Слушая его старое как мир охотничье брюзжание, я смотрю на покрытую туманом долину, откуда должны лететь птицы. Что-то маячит низко над лесом, какая-то колеблющаяся полоска становится все ясней и ясней, мешает слушать и сосредоточиться.

Да это же они!

Серо-пепельные тяжелые гуменники, как эскадрилья бомбардировщиков, с трудом набирают высоту и фронтальной цепочкой четко вырисовываются над вершинами заиндевелых лиственниц:

— Гуси! — я инстинктивно сажусь на снег за маленькой лиственницей.
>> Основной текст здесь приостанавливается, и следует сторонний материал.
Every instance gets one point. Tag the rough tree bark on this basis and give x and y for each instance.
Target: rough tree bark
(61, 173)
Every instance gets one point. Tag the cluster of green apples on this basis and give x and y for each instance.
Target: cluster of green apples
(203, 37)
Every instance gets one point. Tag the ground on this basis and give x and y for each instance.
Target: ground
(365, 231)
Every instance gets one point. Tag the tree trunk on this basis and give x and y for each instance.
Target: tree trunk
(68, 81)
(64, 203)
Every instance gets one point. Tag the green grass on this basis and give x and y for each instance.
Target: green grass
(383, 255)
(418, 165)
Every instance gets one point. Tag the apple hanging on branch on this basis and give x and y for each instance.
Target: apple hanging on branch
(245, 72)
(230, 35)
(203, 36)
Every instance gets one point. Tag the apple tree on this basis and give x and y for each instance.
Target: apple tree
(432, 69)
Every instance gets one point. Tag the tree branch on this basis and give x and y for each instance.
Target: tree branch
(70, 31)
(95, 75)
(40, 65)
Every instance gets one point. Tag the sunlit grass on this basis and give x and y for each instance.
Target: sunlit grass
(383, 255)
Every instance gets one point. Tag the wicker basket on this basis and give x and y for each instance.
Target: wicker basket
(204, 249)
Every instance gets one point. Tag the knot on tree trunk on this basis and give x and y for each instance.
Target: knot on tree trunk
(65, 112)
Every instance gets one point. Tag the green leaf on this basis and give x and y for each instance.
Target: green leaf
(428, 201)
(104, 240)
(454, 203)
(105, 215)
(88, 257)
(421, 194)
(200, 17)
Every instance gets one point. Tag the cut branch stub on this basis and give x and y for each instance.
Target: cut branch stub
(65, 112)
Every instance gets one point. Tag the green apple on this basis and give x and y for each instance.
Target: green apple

Спор как отрезало, все прячутся кто куда может.

Двести, сто пятьдесят, сто метров отделяют от нас стаю. Несколько секунд — и… Но для этих самых ответственных секунд у молодых не хватает главного — выдержки: трах, тах, тарарах! Как, заразителен для многих первый, хотя и совсем безрассудный выстрел! Только мы с Володей не стреляли: в лоб за сто метров можно лишь отпугнуть. Гуменники взмывают, разворачиваются и уходят назад в туманную даль.

Так по-мальчишески стрелявшие горе-охотники сконфуженно молчат.

— Пойдем, Володя, тут дела не будет.

А гуси вдруг посыпались, как из рога изобилия. «Табушки», да какие — по тридцать, сорок, пятьдесят и до сотни, с интервалами в десять — пятнадцать минут шли, как по шнуру, на едва заметную, замаскированную избушку и окоп «бибиков». Заметив приближающийся табун, «бибики» мчались по своей траншее, встречая низко плывущих громадных птиц беспорядочными выстрелами. Они сильно мешали друг другу, волновались, и результаты были значительно хуже, чем могли быть у двух спокойных опытных стрелков. Новички, а их было несколько, мешали бывалым.

Ведь это только кажется, что гусь тянет тихо. В пределах досягаемости он находится считанные секунды. Быстро прикинуть расстояние до цели, скорость полета: по ветру или против него, чтобы сделать правильный вынос, — все это имеет решающее значение.

Как всегда бывает в первые дни весеннего перелета, шел на подбор гуменник. Заметив издали табун, стоя на коленях в своей снежной яме, прильнув лбами к сетке воткнутых в снег веток лиственницы, мы тихо шептали заклинания, уговаривая стаю повернуть чуть в сторону, на нас. Бесполезно. Они летели прямо на «бибиков». Шепча проклятия, громко дыша, пригнувшись в страшном напряжении, наблюдали, как серые птицы, уже в профиль, мерно взмахивая крыльями и обнажая при каждом взмахе светлые подкрылья, вытянув прямые длинные шеи с мощными головами, неотвратимо надвигались на застывшую, окаменевшую в траншее группу.